In this tutorial, you will create a basic application using high level classes from Delta3D. Then you learn how to load a 3D model and setup a basic motion model.

Additional Tutorials that may apply:
Delta3D CMake
How to use CMake with a Delta3D Appliation
Delta3D installation and Hello World Screencast
Delta3D Environment Variables


The Header File

Create a new header file, in this case HelloWorldApp.h and add the following lines to include and allow the use of classes from dtCore and dtABC that we will need. Our example class will derive from dtABC::Application, so we need dtABC/application.h. It will also contain members using the dtCore::RefPtr template, so dtCore/refptr.h must be included as well.

#include <dtABC/application.h>
#include <dtCore/refptr.h>
#include <dtCore/object.h>
#include <dtCore/orbitmotionmodel.h>

Next, let's declare a sub-class called HelloWorldApp that derives from dtABC::Application. The Application class is the base level class for most applications. It contains the basic components required for displaying a window, creating a scene, and recieving input. By convention, sub-classes of Application take a reference to a string which is the filename for the application's config file. Let's also declare an override of the function virtual void Config(), we'll use that to setup our scene. We'll also need two data members: something to contain our 3D model and a motion motion to control the camera.

class HelloWorldApp : public dtABC::Application
{
   public:
      HelloWorldApp(const std::string& configFilename);

      // Override this function to setup your scene.
      virtual void Config();

   protected:
      // Destructors for subclasses of dtCore::Base must have a protected
      // destructor. Otherwise use of RefPtrs will cause some serious
      // problems if the objects are allocated on the stack.
      virtual ~HelloWorldApp();

   private:
      // dtCore::RefPtr is a template for a smart pointer that takes
      // care of reference counting for objects allocated on the heap.
      // It is good practice to store all objects that derive from
      // dtCore::Base inside a RefPtr.
      dtCore::RefPtr<dtCore::Object> mTerrainObject;
      dtCore::RefPtr<dtCore::OrbitMotionModel> mMotionModel;
};

The Implementation File

Let's move onto the implementation for our application. Here we'll need to implement three functions: the constructor, destructor, and Config(). Since we are building the whole application into one implementation file, we'll also need a main().
Now, create a file called HelloWorldApp.cpp file, and add the following code. These headers will bring in our class declaration, plus the interface for several Delta3D classes that we will use.

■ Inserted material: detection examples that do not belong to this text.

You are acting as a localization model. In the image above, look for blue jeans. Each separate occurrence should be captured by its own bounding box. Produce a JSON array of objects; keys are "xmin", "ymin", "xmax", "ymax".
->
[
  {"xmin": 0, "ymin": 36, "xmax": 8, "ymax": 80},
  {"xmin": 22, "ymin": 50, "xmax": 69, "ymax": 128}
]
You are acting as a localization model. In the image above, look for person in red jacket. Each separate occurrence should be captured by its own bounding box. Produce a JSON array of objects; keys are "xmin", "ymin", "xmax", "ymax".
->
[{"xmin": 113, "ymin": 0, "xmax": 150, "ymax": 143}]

#include "HelloWorldApp.h"
#include <dtCore/deltawin.h>
#include <dtCore/transform.h>


Next, let's implement the constructor.

HelloWorldApp::HelloWorldApp(const std::string& configFilename)
: dtABC::Application(configFilename)
{
}

As mentioned earlier, sub-classes of dtABC::Application usually take a config file. This file is normally passed directly to the constructor of the dtABC::Application base class. It is a simple XML file that sets up basic window parameters (like size, position, and window title).


Next is the destructor. There is nothing special we want to do here, so it should be empty.

HelloWorldApp::~HelloWorldApp()
{
}

Importing a 3D Model and Setting a Camera

Now let's setup our scene. By convention, the Config() function is used for this step.

There are two thing we want to accomplish here. First, load up a 3D model displaying some geometry. Second, attach a motion model to our camera so we can move it based on mouse input. The particular mesh we'll be using here is a piece of terrain mesh. Here is the code necessary to load it up.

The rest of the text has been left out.